Cala il gelo sul parco dello Stelvio
Piano parco: tutto è fermo a causa dello smembramento imposto da Bolzano
La provincia di Bolzano oggi protesta contro Roma e l’inerzia del ministro all’ambiente Gilberto Pichetto Fratin (il ministro che investe nell’energia nucleare) perché dallo smembramento del parco, imposto dalla commissione dei 12 allora guidata da Lorenzo Dellai (2015), a oggi non esiste un piano parco dell’ente.

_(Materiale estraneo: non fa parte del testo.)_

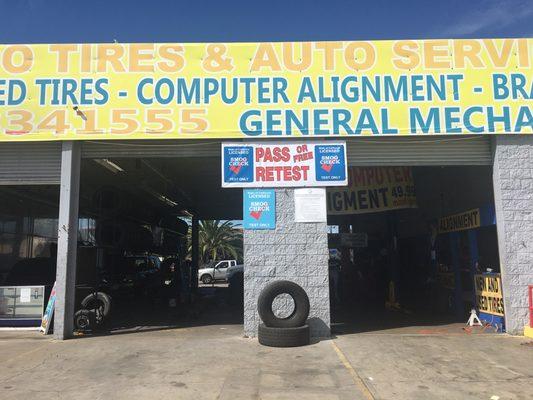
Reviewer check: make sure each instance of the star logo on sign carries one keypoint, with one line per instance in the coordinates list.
(235, 169)
(327, 167)
(256, 214)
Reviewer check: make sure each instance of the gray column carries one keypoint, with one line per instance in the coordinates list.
(296, 252)
(67, 240)
(513, 198)
(195, 228)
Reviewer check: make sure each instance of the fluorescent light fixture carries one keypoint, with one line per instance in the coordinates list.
(109, 165)
(166, 200)
(162, 197)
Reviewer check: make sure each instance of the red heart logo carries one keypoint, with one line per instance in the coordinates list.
(235, 168)
(256, 214)
(327, 167)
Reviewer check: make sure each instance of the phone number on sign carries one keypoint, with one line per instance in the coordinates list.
(122, 121)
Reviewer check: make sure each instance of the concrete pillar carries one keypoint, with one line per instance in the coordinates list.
(67, 240)
(195, 228)
(513, 198)
(297, 252)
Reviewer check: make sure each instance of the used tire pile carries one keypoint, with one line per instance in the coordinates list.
(291, 331)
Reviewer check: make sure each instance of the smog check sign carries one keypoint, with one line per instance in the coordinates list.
(259, 209)
(284, 164)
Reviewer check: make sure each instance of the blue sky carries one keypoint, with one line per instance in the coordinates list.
(54, 21)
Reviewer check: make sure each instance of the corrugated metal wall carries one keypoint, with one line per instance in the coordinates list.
(153, 148)
(419, 150)
(30, 163)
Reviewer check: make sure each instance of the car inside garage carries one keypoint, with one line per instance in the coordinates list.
(140, 244)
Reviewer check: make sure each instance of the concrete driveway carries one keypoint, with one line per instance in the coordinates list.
(216, 362)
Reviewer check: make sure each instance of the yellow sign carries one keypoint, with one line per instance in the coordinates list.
(460, 222)
(265, 90)
(373, 189)
(489, 296)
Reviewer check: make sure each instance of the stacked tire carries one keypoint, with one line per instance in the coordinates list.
(290, 331)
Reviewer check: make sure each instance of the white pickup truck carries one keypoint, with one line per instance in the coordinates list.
(215, 271)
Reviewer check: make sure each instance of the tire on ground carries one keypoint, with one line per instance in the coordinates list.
(101, 297)
(83, 320)
(283, 337)
(301, 305)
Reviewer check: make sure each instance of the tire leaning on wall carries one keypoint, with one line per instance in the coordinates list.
(301, 305)
(291, 331)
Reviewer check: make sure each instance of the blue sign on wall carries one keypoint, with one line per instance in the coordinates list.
(259, 209)
(330, 163)
(238, 164)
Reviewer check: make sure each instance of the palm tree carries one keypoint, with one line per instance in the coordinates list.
(218, 240)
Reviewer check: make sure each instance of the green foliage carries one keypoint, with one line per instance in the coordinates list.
(218, 240)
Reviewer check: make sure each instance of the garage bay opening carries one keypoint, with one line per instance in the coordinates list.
(163, 244)
(407, 246)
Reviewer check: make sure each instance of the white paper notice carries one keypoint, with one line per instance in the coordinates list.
(310, 205)
(25, 295)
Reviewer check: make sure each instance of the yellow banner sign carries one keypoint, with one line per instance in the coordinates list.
(489, 296)
(373, 189)
(460, 222)
(261, 90)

Lo si ricorderà: da anni la SVP chiedeva lo smembramento del parco in tre realtà territoriali distinte. La motivazione sembrava logica: da 80 anni l’ente era ancora sprovvisto del piano parco. In realtà - ma SVP e Dellai non lo dicevano - il piano parco era pronto da anni, era costato studi severi, ma rimaneva bloccato al ministero dell’ambiente per volontà della SVP stessa, che fin dall’istituzione del parco lo aveva portato nella palude dell’immobilismo. Perché parco fascista, argomentava.

Una motivazione pretestuosa, interessava ben altro alla SVP e ai suoi rappresentanti: aprire le porte alla speculazione, ridurne i confini, ampliare le aree sciabili esistenti, rendere meno vincolanti le norme di gestione, specie sulla caccia. Trento e Bolzano erano convinti che lo smembramento, in pochi mesi (24 previsti dalla norma di attuazione) avrebbe portato al tanto atteso piano parco. Così non è stato e dieci anni dopo la norma di attuazione e novanta dalla nascita del parco, si è fermi al 1935.

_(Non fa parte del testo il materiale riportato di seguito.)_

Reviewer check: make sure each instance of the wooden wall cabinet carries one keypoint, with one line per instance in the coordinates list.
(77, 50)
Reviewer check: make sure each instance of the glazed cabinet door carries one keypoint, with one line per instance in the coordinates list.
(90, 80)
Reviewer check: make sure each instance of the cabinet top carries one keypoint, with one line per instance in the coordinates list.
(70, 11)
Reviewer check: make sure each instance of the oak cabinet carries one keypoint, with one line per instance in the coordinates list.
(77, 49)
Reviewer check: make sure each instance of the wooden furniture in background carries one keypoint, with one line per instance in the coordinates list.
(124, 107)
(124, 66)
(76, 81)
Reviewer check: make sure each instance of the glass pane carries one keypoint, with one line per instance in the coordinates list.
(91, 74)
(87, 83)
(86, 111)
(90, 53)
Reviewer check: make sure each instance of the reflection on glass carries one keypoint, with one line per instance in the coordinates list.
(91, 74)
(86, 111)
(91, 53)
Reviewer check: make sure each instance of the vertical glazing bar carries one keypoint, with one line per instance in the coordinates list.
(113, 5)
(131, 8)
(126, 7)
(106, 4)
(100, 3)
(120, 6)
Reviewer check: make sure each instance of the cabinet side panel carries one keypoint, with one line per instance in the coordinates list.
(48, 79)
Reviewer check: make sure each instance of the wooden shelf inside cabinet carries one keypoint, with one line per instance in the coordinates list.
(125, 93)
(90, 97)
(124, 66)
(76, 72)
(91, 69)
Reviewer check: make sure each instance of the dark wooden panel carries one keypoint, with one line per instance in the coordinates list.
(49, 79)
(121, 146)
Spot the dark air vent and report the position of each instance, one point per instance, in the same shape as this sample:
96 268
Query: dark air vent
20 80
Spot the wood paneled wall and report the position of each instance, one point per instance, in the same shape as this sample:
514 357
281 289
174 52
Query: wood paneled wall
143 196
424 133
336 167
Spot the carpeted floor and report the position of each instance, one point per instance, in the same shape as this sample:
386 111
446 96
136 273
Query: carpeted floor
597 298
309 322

Ora la Provincia di Bolzano è furibonda con la Regione Lombardia: è la giunta Fontana oggi a tenere ferma la pianificazione, perché spera di ottenere le autorizzazioni per i previsti nuovi caroselli sciistici olimpici e altre speculazioni immobiliari. In Regione Lombardia nel 2024 si era provato a distruggere la tundra artica presente a 2600 metri di quota per costruirvi un bacino di raccolta acque per l’innevamento artificiale, in località Lago Bianco-passo Gavia. Una zona di alto pregio naturalistico, dove sono presenti specie autoctone rarissime che si ritrovano solo nell’estremo nord europeo.

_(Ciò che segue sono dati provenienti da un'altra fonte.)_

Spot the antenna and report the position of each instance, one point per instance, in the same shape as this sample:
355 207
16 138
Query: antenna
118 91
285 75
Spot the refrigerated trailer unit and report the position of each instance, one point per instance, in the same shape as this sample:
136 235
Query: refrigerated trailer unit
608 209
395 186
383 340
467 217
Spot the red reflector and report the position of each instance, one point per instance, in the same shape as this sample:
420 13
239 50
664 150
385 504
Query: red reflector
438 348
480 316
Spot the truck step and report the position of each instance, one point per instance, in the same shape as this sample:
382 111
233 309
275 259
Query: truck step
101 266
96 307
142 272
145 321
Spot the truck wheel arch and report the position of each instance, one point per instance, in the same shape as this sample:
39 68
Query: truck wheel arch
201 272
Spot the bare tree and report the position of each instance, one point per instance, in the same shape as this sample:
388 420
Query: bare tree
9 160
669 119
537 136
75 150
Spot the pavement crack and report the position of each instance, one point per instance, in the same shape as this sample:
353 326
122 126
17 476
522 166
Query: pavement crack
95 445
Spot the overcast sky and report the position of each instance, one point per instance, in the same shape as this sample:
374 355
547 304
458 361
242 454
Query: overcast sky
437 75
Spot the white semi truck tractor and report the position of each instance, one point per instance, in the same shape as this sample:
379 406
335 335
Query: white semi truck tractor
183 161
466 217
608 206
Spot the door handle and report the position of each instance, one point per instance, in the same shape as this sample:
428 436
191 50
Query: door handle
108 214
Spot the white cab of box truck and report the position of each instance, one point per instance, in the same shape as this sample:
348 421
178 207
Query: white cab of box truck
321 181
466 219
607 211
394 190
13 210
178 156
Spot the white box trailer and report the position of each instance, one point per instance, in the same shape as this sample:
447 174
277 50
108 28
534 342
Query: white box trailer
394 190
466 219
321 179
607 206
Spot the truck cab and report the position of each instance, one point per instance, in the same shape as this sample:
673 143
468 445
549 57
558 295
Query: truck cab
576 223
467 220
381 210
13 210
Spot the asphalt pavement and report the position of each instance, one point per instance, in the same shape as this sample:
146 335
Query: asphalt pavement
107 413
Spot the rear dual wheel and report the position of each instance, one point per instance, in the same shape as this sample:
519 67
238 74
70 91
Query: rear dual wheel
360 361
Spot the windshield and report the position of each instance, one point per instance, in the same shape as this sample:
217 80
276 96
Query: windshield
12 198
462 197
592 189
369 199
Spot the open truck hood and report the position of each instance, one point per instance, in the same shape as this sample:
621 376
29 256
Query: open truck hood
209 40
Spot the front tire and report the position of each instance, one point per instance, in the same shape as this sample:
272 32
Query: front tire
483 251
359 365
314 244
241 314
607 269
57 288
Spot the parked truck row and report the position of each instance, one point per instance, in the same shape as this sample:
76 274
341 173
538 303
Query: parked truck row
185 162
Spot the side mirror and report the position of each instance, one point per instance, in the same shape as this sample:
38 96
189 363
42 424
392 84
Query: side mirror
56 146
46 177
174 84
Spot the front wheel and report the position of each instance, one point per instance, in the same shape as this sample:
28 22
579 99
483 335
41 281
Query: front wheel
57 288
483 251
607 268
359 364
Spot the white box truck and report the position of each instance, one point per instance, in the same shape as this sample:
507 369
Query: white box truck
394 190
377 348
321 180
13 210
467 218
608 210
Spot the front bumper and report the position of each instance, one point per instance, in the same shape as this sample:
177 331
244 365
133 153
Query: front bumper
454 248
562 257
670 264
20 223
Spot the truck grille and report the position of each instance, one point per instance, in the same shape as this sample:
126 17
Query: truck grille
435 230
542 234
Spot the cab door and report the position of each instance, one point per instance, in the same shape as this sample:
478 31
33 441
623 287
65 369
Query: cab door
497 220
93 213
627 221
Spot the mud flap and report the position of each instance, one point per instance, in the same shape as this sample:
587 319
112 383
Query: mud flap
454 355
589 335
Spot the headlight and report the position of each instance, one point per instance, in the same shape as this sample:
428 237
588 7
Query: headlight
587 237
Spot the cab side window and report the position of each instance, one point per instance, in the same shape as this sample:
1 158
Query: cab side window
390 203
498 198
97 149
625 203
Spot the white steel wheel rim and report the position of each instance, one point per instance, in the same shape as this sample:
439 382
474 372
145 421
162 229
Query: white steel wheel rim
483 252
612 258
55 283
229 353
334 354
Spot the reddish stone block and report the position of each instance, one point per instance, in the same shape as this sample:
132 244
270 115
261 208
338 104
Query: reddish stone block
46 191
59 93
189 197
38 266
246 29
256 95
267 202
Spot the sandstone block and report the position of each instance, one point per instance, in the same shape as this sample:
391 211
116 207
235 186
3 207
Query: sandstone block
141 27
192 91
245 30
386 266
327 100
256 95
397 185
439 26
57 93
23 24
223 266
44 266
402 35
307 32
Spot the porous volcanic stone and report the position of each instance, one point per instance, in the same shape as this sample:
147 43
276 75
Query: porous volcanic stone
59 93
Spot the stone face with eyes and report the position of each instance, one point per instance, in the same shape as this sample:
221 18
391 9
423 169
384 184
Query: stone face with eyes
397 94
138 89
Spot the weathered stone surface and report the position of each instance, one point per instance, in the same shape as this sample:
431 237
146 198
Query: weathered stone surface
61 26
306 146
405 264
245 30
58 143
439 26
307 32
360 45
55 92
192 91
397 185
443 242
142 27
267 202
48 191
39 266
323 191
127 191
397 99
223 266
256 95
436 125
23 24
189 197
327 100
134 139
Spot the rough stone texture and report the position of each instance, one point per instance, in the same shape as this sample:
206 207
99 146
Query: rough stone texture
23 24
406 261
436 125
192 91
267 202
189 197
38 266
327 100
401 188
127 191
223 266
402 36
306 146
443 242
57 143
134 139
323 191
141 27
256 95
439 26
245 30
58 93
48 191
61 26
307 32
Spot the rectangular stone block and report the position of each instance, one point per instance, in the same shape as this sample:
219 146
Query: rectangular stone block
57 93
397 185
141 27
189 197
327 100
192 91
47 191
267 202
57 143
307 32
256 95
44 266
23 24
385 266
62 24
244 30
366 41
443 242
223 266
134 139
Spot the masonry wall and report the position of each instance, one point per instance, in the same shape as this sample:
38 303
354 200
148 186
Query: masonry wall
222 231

L’assenza di un piano approvato e condiviso dai tre enti e dal ministero provoca una situazione di stallo. Nella valle di Martello come a Prato allo Stelvio (realtà dove il territorio compreso nel parco supera il 90% della superficie) rimangono bloccate ristrutturazioni, lavori anche utili a garantire la corretta coltivazione del territorio e a offrire una risposta di sviluppo a diversi operatori nel settore dell’agricoltura di montagna.
Per superare lo stallo le due Province autonome avevano chiesto al ministero un’approvazione disgiunta dei loro piani parco pronti da tempo, specialmente Trento, lasciando la Lombardia a macerare nelle sue inadempienze. Ma il ministero non può concedere una simile deroga, violerebbe i contenuti della norma di attuazione (legge costituzionale). Da indiscrezioni ministeriali sembra che oggi si tratti sottobanco un accordo dopo la segnalazione delle criticità presenti (sono impraticabili perfino le assunzioni) e qualche intervento sarà forse reso possibile.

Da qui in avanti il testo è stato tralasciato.